An Idaho farmworker was killed. His alleged shooter no longer faces charges
A man who allegedly killed his coworker in 2019 is no longer facing charges after the court found him mentally incompetent to stand trial because of a dementia diagnosis.
Rene Jaramillo Navarrete, now 63, was charged with second-degree murder and enhanced use of a deadly weapon after allegedly shooting 45-year-old Fortino Quebrado Antunez multiple times while working with him in an onion field outside of Caldwell.
In October, Canyon County 3rd District Judge Matthew J. Roker dismissed the two felony charges because of Jaramillo Navarrete’s rapidly progressing dementia.
“The court is convinced that the defendant’s lack of mental capacity to understand the proceedings against him and his own defense will continue to regress without reasonable hope of restoration,” Roker said in the order.
In Idaho, defendants cannot declare an insanity plea, meaning people who are deemed mentally incompetent must seek treatment before facing trial. But in Jaramillo Navarrete’s case, the irreversible dementia that he developed just three years after the incident makes the competency restoration treatment unlikely, his defense attorney Thomas Monagan told the Idaho Statesman.
Monagan said in a phone interview that the defense team did not see the dismissal of the charges as a victory.
“We had vigorously asserted that Mr. Jaramillo had acted in self-defense, and we were well-equipped to present that defense to a jury,” he said. “We wanted our day in court, and it was a great disappointment to us that he became too ill to proceed because we fully expected to prevail.”
Monagan said Jaramillo Navarrete developed dementia after the alleged shooting.
“He was clearly not the same,” Monagan said. “It was definitely a progressive situation where the dementia was getting worse over time.”
After the charges were dropped, Monagan said Jaramillo Navarrete was taken to live with his family.
Farmworker killed in onion field
On the morning of July 5, 2019, the Canyon County Sheriff’s Office responded to a 911 call from Antunez’s then-17-year-old daughter, who was working alongside her mother and father in an onion field near the intersection of Upper Pleasant Ridge and Beet roads.
Antunez’s daughter, identified as J.K.Q. in official court documents, told authorities that her father had been shot multiple times after having a discussion with Jaramillo Navarrete.

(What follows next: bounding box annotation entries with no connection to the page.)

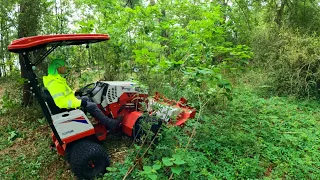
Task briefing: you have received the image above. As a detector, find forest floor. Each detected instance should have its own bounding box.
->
[0,71,320,180]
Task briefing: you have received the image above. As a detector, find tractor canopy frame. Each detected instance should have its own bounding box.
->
[8,34,110,146]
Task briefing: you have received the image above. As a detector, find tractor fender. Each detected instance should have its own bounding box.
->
[122,111,143,137]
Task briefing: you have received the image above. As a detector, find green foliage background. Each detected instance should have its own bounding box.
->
[0,0,320,179]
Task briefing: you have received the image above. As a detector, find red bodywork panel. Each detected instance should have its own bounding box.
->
[8,34,110,53]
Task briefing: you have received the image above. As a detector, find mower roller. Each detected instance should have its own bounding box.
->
[8,34,196,179]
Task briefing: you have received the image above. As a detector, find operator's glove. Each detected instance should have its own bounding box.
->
[80,100,87,108]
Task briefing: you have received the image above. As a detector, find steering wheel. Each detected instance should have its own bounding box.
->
[75,83,97,96]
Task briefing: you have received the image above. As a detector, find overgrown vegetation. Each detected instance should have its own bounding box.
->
[0,0,320,179]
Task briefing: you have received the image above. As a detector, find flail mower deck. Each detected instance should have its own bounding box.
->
[8,34,196,179]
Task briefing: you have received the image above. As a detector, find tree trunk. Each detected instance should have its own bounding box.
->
[18,0,41,106]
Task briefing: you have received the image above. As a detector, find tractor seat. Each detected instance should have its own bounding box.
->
[42,88,68,115]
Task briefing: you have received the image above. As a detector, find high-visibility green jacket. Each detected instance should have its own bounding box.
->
[43,74,81,109]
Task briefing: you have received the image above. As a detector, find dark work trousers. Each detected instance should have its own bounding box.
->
[77,96,118,130]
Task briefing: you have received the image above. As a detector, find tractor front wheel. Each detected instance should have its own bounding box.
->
[69,140,110,180]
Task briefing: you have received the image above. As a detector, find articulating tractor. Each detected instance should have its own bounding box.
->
[8,34,196,179]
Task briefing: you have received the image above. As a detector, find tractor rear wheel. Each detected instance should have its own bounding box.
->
[69,140,110,180]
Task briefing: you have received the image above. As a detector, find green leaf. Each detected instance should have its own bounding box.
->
[162,157,173,166]
[173,159,186,165]
[148,174,157,180]
[171,167,182,175]
[107,167,117,172]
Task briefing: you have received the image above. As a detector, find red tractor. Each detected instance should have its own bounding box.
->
[8,34,195,179]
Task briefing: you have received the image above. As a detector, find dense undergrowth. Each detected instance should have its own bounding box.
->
[0,72,320,179]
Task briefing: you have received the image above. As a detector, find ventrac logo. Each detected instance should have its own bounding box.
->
[62,130,74,135]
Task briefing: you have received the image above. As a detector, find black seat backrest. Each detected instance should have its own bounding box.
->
[42,88,67,115]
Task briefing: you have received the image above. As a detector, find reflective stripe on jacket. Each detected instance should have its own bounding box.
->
[43,74,81,109]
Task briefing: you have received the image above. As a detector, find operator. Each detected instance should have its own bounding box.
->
[43,59,122,130]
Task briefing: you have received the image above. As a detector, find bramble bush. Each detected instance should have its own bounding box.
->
[253,28,320,98]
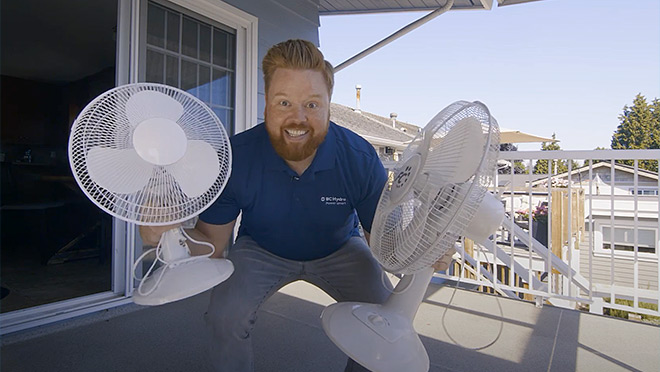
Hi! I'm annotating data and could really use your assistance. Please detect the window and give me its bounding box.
[628,187,658,196]
[601,225,657,254]
[145,2,236,133]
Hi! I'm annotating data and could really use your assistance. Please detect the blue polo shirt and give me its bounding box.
[200,122,387,261]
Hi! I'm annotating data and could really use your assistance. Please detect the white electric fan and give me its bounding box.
[69,83,234,305]
[321,101,504,372]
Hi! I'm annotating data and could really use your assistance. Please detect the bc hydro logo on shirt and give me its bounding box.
[321,196,346,205]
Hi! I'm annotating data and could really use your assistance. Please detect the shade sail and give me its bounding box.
[500,128,559,143]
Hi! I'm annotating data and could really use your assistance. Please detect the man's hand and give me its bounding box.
[433,247,456,271]
[140,224,181,247]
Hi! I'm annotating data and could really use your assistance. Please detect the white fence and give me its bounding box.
[386,150,660,317]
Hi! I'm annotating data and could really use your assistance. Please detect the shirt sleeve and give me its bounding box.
[199,177,241,225]
[355,152,387,233]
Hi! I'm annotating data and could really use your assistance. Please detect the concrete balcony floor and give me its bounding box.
[0,282,660,372]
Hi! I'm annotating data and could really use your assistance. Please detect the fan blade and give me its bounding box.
[86,147,152,194]
[424,116,486,185]
[165,140,220,198]
[126,90,183,126]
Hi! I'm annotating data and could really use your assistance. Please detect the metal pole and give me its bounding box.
[335,0,454,73]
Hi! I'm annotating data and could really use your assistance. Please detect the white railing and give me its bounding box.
[385,150,660,317]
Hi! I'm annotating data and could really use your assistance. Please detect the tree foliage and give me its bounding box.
[612,94,660,172]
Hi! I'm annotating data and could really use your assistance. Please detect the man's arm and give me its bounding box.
[195,220,236,258]
[140,220,236,258]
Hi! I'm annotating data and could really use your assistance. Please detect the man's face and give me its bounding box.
[264,68,330,161]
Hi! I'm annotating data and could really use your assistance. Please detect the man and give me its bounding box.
[141,40,452,372]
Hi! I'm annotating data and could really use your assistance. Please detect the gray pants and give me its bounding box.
[205,237,391,372]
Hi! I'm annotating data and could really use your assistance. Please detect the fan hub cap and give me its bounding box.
[390,154,422,205]
[133,118,188,165]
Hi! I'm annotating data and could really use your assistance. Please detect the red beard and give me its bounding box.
[266,125,328,161]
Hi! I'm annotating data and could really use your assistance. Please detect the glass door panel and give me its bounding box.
[0,0,117,313]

While she and her father took a break from work, she said she heard Jaramillo Navarrete and her father speak in Spanish and then heard gunshots. She said she turned to see Jaramillo Navarrete shoot her father and ran at him to get him to stop shooting.
According to court documents, Jaramillo Navarrete ran to his vehicle to flee while continuing to shoot Antunez, who lay on the ground with multiple gunshot wounds. Antunez’s daughter took photos of Jaramillo Navarrete’s vehicle as he fled the scene.
Jaramillo Navarrete’s wife and daughter were also at the scene at the time of the incident. Both women told detectives that they did not know Jaramillo Navarrete had a firearm, but knew about the disagreement between him and Antunez that day.
Authorities located and arrested Jaramillo Navarrete in Nampa less than an hour after the shooting took place. Detectives found a semi-automatic pistol in the passenger seat of his vehicle.
Jaramillo Navarrete told detectives that he wore his gun every day to work for self-defense, and that Antunez threatened to fight him. Jaramillo Navarrete said he shot Antunez an unknown number of times because he feared for his life, according to court documents. He told detectives he fled the scene to cash checks to leave his family before he turned himself in.
Victim’s family disappointed
Olga Quebrado, Antunez’s niece, told the Statesman in a phone interview that her family is disappointed with the court’s dismissal of the case.
Quebrado said her cousin, Antunez’s daughter, has struggled with depression since witnessing her father get fatally shot and has sought counseling.
“She feels like justice was not done at all, in regards to her dad and her family,” Quebrado said of her cousin. “She experienced this and even testified that the man pointed a gun at her.”
Quebrado said her uncle was originally from Guerrero, Mexico, and moved to the United States with the goal to provide a better life for his family.
“He was always joking around, and he liked to dance at family gatherings,” she said. “He was the one to dance with his wife and have a good time. He was definitely loud because he did like to be heard, but he was never violent.”
Quebrado said Jaramillo Navarrete brutally killed her uncle, whom she described as 4-foot-9 and harmless.
“He took a life that was supporting his family,” she said of Jaramillo Navarrete. “He took a life for no reason whatsoever. Like as much of a disagreement that you have with somebody, you don’t just pull out a gun on somebody and shoot them multiple times.”